Jaco Van Dormael complète la Bible à sa façon et de main de… Dieu
Dieu est un salaud! C’est évident! Regardez votre petite vie minable, les catastrophes qui hantent l’actualité, la file d’à-côté au magasin qui avance toujours plus vite, la Loi de Murphy, celle qui a pile ou face trouve toujours le côté pour vous attirer des ennuis. Non, franchement, c’est certain, Dieu a le sens de l’humour, mais de l’humour noir. Et si vous n’en êtes pas convaincu, Jaco Van Dormael compte bien vous faire intégrer cette triste nouvelle à grands coups de Bible. Une Bible, d’ailleurs, un peu plus lourde, car riche d’un tout nouveau testament.
Mais attention, ce Tout Nouveau Testament, ce n’est pas l’idée du Père (un Benoît Poelvoorde qui intègre le Top 100 des plus grands méchants de l’histoire du cinéma comique… en jouant un Dieu totalement abject, jouissivement hilarant, indécrottable d’un pc qui lui donne ses uniques pouvoirs et obsessivement jaloux d’un Jésus qui lui a volé la vedette). Peut-être un peu celle du fils (un David Murgia qui comme d’habitude ne tient pas en place et quitte vite sa croix pour un réjouissant caméo). Mais surtout celle de la fille, Ea (Pili Groyne en plein décollage de carrière), digne fille de son père, râleuse et ne supportant pas d’être enfermée avec une mère béate (Yolande Moreau dans ce qu’elle fait de mieux) entre les quatre murs du dernier étage d’un building de Bruxelles (cette ville que Dieu a créé pour pallier à son ennui).

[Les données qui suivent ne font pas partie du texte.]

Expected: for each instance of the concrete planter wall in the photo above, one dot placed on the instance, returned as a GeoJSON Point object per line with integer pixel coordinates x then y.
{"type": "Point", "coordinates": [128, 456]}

Mais elle a eu une idée, de génie: saboter le pc de son père, balancer les dates de décès de l’humanité toute entière (le « deathleek » et descendre sur la Terre pour faire copain-copain avec 6 nouveaux apôtres bien brusselaires et radicalement différents des douze premiers. Deux mille ans ont passé, il faut du neuf: comme Marc, cet obsédé notoire (qu’il est toujours bon de voir Serge Larivière et sa bonhomie), ou cet assassin de François (François Damiens qui, une nouvelle fois, prouve qu’il n’est pas que bon à passer la langue sur ses lèvres avec son énergumène de ricanement), ou encore cette jeune fille qui a perdu un bras dans un accident (Laura Verlinden si charmante dans sa tristesse), ce petit garçon (Romain Gelain parfait dans un rôle peu évident) qui veut devenir une fille, ce bureaucrate (Didier de Neck, rêveur nous contaminant) qui rêve de mélomanie et de chants d’oiseaux et cette femme du troisième âge qui ne trouve plus vraiment le goût de la vie (Deneuve dont le mythe est cassé avec candeur et tellement de plaisir dans les pattes d’un gorille façon King Kong).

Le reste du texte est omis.